Carrère es el autor de El adversario, un libro fascinante del que he hablado muchas veces (entre otras, en el arranque de mi novela Los amores confiados). En aquel libro contaba la historia -no novelada, no fingida- de Jean-Claude Romand, un hombre que trató de matar a toda su familia y de suicidarse luego para que no se descubriera que desde los veinte años llevaba mintiendo a todos y simulando una vida que era completamente falsa.
De vidas ajenas cuenta fogonazos de la vida de personas que se cruzan en el camino del autor.
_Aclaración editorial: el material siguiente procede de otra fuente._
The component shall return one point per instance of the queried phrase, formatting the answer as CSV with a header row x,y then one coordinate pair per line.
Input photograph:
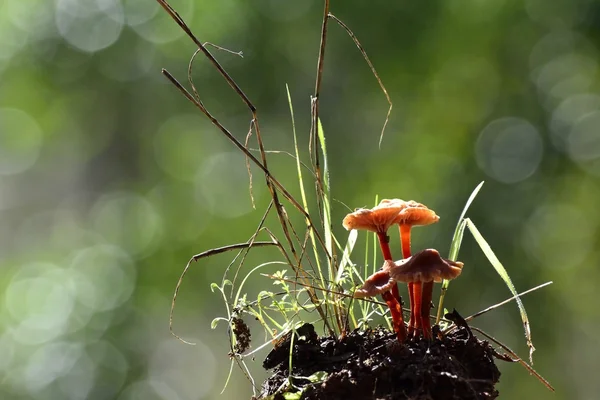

Vidas tristes, desoladoras, pero que no tienen nada de excepcional. Vidas que encuentran también la ambición en pequeñas cosas, en logros que rara vez salen en un periódico o en un noticiario pero que al cabo constituyen el cimiento de lo que vamos avanzando. De vidas ajenas habla de la enfermedad y de la muerte, sobre todo, pero habla también de la justicia, del esfuerzo romántico por trazar la propia biografía, del amor, de la soledad que se experimenta cuando uno se siente abandonado incluso por sí mismo. Habla de eso que tantas veces llena a la boca a la gente grandilocuente de nuestro tiempo (que son tantos) pero que pocos conocen de verdad: el espíritu de superación y la necesidad de supervivencia.
Emmanuel Carrère observa la vida a su alrededor y de repente se pone a interrogar a los personajes para escribir un libro sobre ellos. Tal vez si le hubiera venido al caso, se habría ido a Suiza con su libreta y se habría sentado a hablar con el ferroviario para saber por qué se marchó, cómo hizo la travesía del abandono, a qué abismos se asomó y por qué tardó diez años en regresar. Habría hablado con sus hijos, con ese prohombre hoy maduro que nunca le perdonó, o con su hermano, que se fue a vivir a Suiza durante un tiempo para reencontrarse con el padre. Vidas vulgares, casi siempre mezquinas u oscuras, a veces sublimes. Las vidas que tenemos todos.
Publicado el 20 de julio de 2011 a las 19:45.